Anything else than this exaggerated glimpse into my old psyche was abhorrent to even contemplate to that girl I once was. I felt cheated of my perfect world—and there seemed no way out. Because my perfect world had my husband in it, no matter what. And every story I read I read online seemed bleaker and bleaker. And more tired. He’d tried to reach out, to tell me that he could bury these emotions down, deep, again. If he’d done it for over half a decade (hell, his entire life), he could do it longer.

Pandora’s box had opened, and I knew better.
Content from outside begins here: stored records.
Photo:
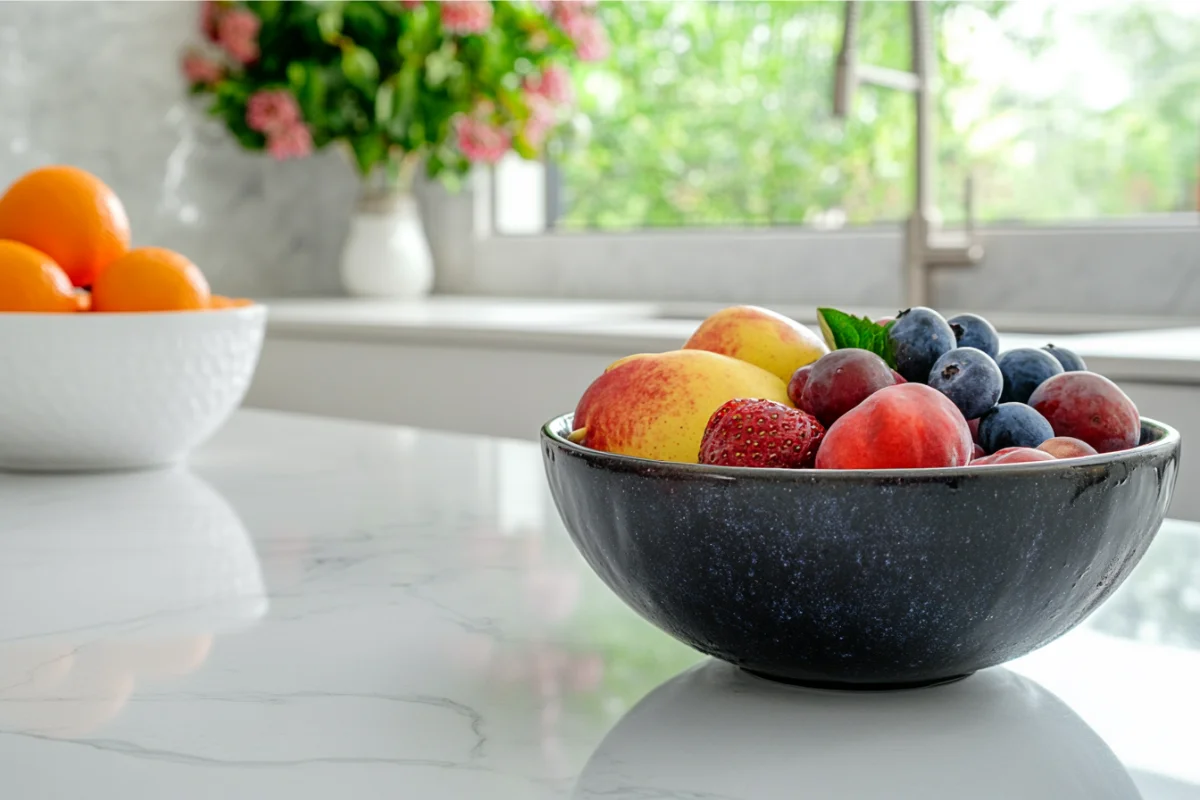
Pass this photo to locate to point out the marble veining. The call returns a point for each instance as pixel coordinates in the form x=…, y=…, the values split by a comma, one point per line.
x=318, y=608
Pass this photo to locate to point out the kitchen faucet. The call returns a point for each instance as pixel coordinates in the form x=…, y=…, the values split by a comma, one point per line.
x=925, y=245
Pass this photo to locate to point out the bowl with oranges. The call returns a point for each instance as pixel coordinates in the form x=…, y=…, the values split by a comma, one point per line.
x=113, y=358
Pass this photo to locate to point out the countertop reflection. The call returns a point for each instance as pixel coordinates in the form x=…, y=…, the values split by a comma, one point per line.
x=108, y=581
x=324, y=608
x=715, y=732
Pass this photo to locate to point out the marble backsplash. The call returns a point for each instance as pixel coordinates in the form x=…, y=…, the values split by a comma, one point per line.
x=97, y=84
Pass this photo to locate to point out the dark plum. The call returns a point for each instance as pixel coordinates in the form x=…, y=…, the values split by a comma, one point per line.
x=970, y=378
x=1068, y=359
x=1091, y=408
x=1024, y=371
x=840, y=380
x=1013, y=425
x=919, y=337
x=972, y=330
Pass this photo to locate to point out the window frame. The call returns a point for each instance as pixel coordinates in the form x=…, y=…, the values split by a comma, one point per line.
x=1133, y=266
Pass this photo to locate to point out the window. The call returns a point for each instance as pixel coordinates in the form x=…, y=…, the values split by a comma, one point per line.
x=707, y=142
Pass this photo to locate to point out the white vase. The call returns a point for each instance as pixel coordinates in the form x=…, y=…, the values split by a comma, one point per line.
x=387, y=253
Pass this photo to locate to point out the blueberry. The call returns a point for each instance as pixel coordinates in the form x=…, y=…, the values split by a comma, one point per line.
x=1068, y=359
x=1013, y=425
x=973, y=330
x=970, y=378
x=919, y=337
x=1024, y=371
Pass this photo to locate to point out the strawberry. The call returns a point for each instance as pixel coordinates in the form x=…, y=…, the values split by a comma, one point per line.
x=760, y=433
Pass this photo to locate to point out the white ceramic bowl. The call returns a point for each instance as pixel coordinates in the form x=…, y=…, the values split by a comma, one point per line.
x=120, y=391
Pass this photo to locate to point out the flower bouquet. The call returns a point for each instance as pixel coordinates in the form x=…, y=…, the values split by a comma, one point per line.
x=396, y=84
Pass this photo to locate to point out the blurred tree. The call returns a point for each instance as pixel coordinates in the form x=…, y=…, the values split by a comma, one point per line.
x=719, y=113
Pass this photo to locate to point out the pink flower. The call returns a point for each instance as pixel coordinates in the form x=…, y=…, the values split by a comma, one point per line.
x=293, y=142
x=481, y=140
x=466, y=17
x=201, y=68
x=541, y=121
x=271, y=110
x=209, y=13
x=238, y=34
x=589, y=36
x=553, y=84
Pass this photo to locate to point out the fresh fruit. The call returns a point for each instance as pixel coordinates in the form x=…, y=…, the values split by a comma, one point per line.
x=841, y=380
x=658, y=405
x=1067, y=447
x=972, y=330
x=1013, y=456
x=150, y=278
x=970, y=378
x=919, y=337
x=1068, y=359
x=30, y=281
x=1091, y=408
x=760, y=433
x=797, y=384
x=905, y=426
x=767, y=340
x=1024, y=371
x=71, y=216
x=1013, y=425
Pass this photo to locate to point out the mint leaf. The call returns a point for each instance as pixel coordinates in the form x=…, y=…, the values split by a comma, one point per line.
x=843, y=330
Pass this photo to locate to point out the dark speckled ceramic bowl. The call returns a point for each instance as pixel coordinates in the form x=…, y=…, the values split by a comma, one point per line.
x=863, y=578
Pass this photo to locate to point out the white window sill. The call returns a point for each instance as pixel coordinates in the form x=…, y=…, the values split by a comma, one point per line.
x=1125, y=348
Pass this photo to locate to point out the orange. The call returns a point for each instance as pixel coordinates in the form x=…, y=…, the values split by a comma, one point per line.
x=31, y=281
x=150, y=278
x=221, y=301
x=71, y=216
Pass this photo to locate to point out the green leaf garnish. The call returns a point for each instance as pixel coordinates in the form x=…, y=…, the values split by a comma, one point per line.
x=843, y=330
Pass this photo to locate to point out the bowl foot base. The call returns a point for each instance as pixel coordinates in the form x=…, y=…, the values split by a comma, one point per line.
x=844, y=686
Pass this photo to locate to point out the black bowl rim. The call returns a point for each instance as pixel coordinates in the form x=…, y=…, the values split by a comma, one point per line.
x=1167, y=439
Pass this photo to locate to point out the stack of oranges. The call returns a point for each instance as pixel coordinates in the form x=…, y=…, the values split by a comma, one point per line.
x=65, y=247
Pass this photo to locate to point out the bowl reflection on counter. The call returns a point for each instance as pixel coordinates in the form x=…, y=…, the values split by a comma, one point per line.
x=718, y=732
x=108, y=579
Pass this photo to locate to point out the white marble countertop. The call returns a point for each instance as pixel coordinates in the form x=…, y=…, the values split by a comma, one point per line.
x=333, y=609
x=1123, y=348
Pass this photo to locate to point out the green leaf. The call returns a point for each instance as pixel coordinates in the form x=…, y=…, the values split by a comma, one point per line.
x=369, y=151
x=267, y=10
x=384, y=102
x=360, y=67
x=329, y=23
x=843, y=330
x=297, y=76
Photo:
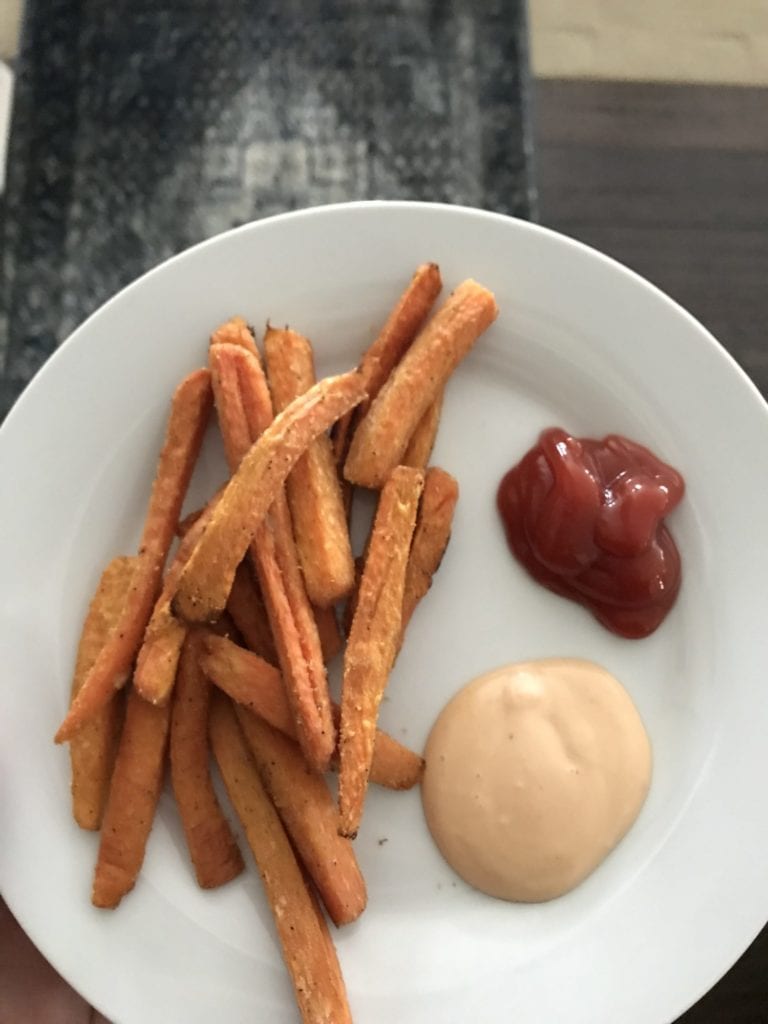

I remember the article that I read that finally made me wake up. It was a Cracked article, one of their lifestyle pieces written in a POV of a gay man that had married his best friend. Their situation was entirely different than ours, but his turn of phrasing, his emotions hit such a raw nerve and left me breathless. I saw my husband’s pain in him, and I saw the future of our relationship if we traveled this well worn path. It was nearly certainly fate driven for me to read it—released during a time that I struggled with a deep and bottomless pit of depression and ugly thoughts, the article offered me a rope I hadn’t initially thought I would get.

I know it sounds funny. Not real. Fake. But I swear that it was simply reading that Cracked article. Reading it at work and weeping at my desk, that made me realize what we needed to do. As trite as it sounds, it’s the truth.

I realized I loved my husband more than I loved my idealized view of what my life should be. And, who had decided that vision? I honestly didn’t remember ever personally waking up and going “golly gee, I want 2.5 kids and a completely normal 1950’s sorta style life!”. It was something just…expected…. of me. And of course, I still even now work on separating what I personally wanted and what others wanted for me. Those two worlds became so seamlessly garbled up together that it’ll take a long time working through it. I’m lucky that during this time, this trying and harsh time, was when I was also making my closest friend who really helped wade all of this.

I still remember the night I started the new dialogue. When I told him we couldn’t keep going like this, that things had to change, and that I was willing to try in very very very slow steps introducing the idea of polyamory. (No, it wasn’t that graceful of a conversation. It was messy, flawed and beautifully, painfully human) It’s been a defining point of our relationship, of our lives, and so much had to happen to fully make me realize that neither of us were conventional people and that a conventional relationship isn’t necessarily for us.

In Greek mythology, Pandora’s box was the introduction of chaos and hardship. I won’t lie. Opening our own box, our emotions, has been a painful, painful process. And all these changes even now remain chaotic (though, I do not think of chaos as a negative or a positive, but simply an agent of change). But, like the box of myth, hope rests at the bottom of our chests and we share it with everyone that makes our lives a little bit better.